В книге рассказывается история главного героя, который сталкивается с различными проблемами и препятствиями на протяжении всего своего путешествия. По пути он встречает множество второстепенных персонажей, которые играют важные роли в истории. Благодаря опыту главного героя книга исследует такие темы, как любовь, потеря, надежда и стойкость. По мере того, как главный герой преодолевает свои трудности, он усваивает ценные уроки жизни и растет как личность.


Рекомендуем почитать
Живая душа

Геннадий Юшков — известный коми писатель, поэт и прозаик. В сборник его повестей и рассказов «Живая душа» вошло все самое значительное, созданное писателем в прозе за последние годы. Автор глубоко исследует духовный мир своих героев, подвергает критике мир мещанства, за маской благопристойности прячущего подчас свое истинное лицо. Герои произведений Г. Юшкова действуют в предельно обостренной ситуации, позволяющей автору наиболее полно раскрыть их внутренний мир.

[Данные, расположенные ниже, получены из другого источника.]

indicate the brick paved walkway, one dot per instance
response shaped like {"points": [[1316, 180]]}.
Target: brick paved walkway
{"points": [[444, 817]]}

Технизация церкви в Америке в наши дни

В книге рассказывается история главного героя, который сталкивается с различными проблемами и препятствиями на протяжении всего своего путешествия. По пути он встречает множество второстепенных персонажей, которые играют важные роли в истории. Благодаря опыту главного героя книга исследует такие темы, как любовь, потеря, надежда и стойкость. По мере того, как главный герой преодолевает свои трудности, он усваивает ценные уроки жизни и растет как личность.


Восьминка

Эпизод из жизни северных рыбаков в трудное военное время. Мужиков война выкосила, женщины на работе старятся-убиваются, старухи — возле детей… Каждый человек — на вес золота. Повествование вращается вокруг чая, которого нынешние поколения молодежи, увы, не знают — того неподдельного и драгоценного напитка, витаминного, ароматного, которого было вдосталь в советское время. Рассказано о значении для нас целебного чая, отобранного теперь и замененного неведомыми наборами сухих бурьянов да сорняков. Кто не понимает, что такое беда и нужда, что такое последняя степень напряжения сил для выживания, — прочтите этот рассказ. Рассказ опубликован в журнале «Наш современник» за 1975 год, № 4.


Воскрешение из мертвых

В книгу вошли роман «Воскрешение из мертвых» и повесть «Белые шары, черные шары». Роман посвящен одной из актуальнейших проблем нашего времени — проблеме алкоголизма и борьбе с ним. В центре повести — судьба ученых-биологов. Это повесть о выборе жизненной позиции, о том, как дорого человек платит за бескомпромиссность, отстаивая свое человеческое достоинство.


Подпольное сборище

Рассказ из сборника «В середине века (В тюрьме и зоне)».


Очарованная даль

Новый роман грузинского прозаика Левана Хаиндрава является продолжением его романа «Отчий дом»: здесь тот же главный герой и прежнее место действия — центры русской послереволюционной эмиграции в Китае. Каждая из трех частей романа раскрывает внутренний мир грузинского юноши, который постепенно, через мучительные поиски приходит к убеждению, что человек без родины — ничто.